As summer is slowly coming to an end, there are many things I won’t miss. I won’t miss that time of day when the air conditioning loses the battle with the sun and our upstairs is stuck at a crisp 82 degrees for the afternoon. I won’t miss going outside and sweating, reversing any of my attempts to look decent. I won’t miss the front page of the newspaper having 75% of the stories relating to record temperatures, drought, or false promises of rain fall.
I will miss grilling. Now, here in Texas you can really grill pretty much year round. We had an 80 degree Christmas a few years back- the winter months don’t stop us from grilling. However, I will be going back to my apartment where I only have an oven and stove but no grill.
Grilling is a healthy and quick way to prepare delicious meals. And my favorite part: a lot less clean up. This chicken was a nice change from the typical barbeque grilled chicken.
2 teaspoons cumin
1 teaspoon chili powder
1/4 teaspoon kosher salt
3/4 cup pineapple juice
1/3 cup tequila
1/4 cup honey
2 teaspoons cornstarch
2 teaspoons water.
2 teaspoons lime zest (about 1 lime)
3 tablespoons fresh lime juice
1/4-1/2 teaspoon crushed red pepper flakes
Cut chicken breast into about 4 ounce pieces. Pound out to desired thinness. Combine cumin, chili powder, and kosher salt. Rub mixture onto chicken.

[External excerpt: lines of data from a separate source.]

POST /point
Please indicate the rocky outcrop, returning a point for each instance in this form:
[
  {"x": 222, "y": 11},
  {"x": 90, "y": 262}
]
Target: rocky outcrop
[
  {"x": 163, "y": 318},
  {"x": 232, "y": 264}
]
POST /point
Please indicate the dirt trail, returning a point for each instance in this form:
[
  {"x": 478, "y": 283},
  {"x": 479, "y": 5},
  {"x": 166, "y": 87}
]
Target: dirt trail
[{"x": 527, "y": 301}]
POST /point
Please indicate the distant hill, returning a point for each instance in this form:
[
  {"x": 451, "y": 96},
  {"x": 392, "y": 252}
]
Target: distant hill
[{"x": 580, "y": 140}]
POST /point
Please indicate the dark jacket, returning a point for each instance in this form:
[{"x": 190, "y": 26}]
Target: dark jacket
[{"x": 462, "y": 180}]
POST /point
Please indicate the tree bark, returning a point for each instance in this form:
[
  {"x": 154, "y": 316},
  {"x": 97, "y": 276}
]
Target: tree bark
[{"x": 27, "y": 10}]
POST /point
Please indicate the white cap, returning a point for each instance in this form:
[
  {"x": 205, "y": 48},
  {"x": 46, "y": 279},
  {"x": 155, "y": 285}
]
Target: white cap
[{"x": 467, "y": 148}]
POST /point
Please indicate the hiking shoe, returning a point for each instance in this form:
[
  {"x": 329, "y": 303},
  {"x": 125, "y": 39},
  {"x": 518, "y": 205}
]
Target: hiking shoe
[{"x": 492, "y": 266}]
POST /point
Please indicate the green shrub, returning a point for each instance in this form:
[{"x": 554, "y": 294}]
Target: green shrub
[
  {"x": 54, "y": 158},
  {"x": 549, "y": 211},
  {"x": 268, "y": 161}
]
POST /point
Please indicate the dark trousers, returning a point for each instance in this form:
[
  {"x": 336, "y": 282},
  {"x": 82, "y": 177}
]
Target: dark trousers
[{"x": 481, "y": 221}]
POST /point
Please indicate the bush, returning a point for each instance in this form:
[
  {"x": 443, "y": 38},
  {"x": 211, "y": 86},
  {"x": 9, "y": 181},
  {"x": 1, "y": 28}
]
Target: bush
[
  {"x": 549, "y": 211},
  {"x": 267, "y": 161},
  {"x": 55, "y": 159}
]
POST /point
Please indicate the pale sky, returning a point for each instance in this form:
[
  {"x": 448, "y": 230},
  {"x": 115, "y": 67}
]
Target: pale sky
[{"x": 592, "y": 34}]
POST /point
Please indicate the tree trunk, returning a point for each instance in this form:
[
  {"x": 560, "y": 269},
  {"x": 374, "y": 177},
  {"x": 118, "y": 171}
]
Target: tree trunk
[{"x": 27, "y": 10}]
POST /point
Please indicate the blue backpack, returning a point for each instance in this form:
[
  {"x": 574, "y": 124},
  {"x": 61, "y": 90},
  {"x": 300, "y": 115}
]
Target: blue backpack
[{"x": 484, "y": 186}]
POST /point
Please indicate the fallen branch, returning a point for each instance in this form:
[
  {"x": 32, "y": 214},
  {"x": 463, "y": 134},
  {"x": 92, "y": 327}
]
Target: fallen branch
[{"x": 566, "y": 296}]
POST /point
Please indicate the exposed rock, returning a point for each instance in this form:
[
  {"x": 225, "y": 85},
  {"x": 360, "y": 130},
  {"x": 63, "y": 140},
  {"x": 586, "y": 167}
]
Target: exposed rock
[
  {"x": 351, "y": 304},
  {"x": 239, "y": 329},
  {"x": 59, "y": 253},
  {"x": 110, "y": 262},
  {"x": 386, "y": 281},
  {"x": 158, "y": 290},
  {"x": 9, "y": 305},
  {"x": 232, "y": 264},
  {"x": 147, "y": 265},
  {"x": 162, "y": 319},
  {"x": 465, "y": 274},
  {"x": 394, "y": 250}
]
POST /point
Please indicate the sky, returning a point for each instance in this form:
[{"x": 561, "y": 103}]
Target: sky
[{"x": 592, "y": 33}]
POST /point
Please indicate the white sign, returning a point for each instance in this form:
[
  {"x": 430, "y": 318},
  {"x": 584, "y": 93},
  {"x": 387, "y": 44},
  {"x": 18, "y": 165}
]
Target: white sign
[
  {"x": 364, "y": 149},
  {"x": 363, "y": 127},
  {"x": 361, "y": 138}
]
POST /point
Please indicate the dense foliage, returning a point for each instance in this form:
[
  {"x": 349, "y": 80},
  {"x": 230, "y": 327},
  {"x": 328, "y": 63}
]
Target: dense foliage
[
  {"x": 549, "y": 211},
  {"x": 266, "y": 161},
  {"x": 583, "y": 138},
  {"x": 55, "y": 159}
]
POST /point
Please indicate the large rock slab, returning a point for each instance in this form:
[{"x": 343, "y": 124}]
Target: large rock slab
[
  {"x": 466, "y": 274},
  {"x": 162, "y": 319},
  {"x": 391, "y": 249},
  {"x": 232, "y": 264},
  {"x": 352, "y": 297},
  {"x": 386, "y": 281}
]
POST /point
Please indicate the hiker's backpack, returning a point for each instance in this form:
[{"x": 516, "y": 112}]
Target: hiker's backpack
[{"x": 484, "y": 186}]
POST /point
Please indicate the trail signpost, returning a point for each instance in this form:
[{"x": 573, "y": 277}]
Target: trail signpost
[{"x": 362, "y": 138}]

In a small saucepan, combine pineapple juice, tequila, and honey. Bring to a boil over medium to low heat. Continue to cook until mixture is reduced, about 10 minutes. Combine cornstarch and water in a small bowl, mix well. Add cornstarch mixture slowly to juice mixture, stirring constantly with a whisk. Bring mixture to a boil and cook for 1 minutes, stirring constantly. Remove from heat. Add lime zest, lime juice, and red pepper flakes.
Spray grill with nonstick cooking spray. Cook chicken on grill, about 5-7 minutes for each side depending on thickness. While chicken cooks on grill, baste with juice mixture throughout. Set aside approximately 1/4-1/2 cup of mixture to be used as sauce if desired.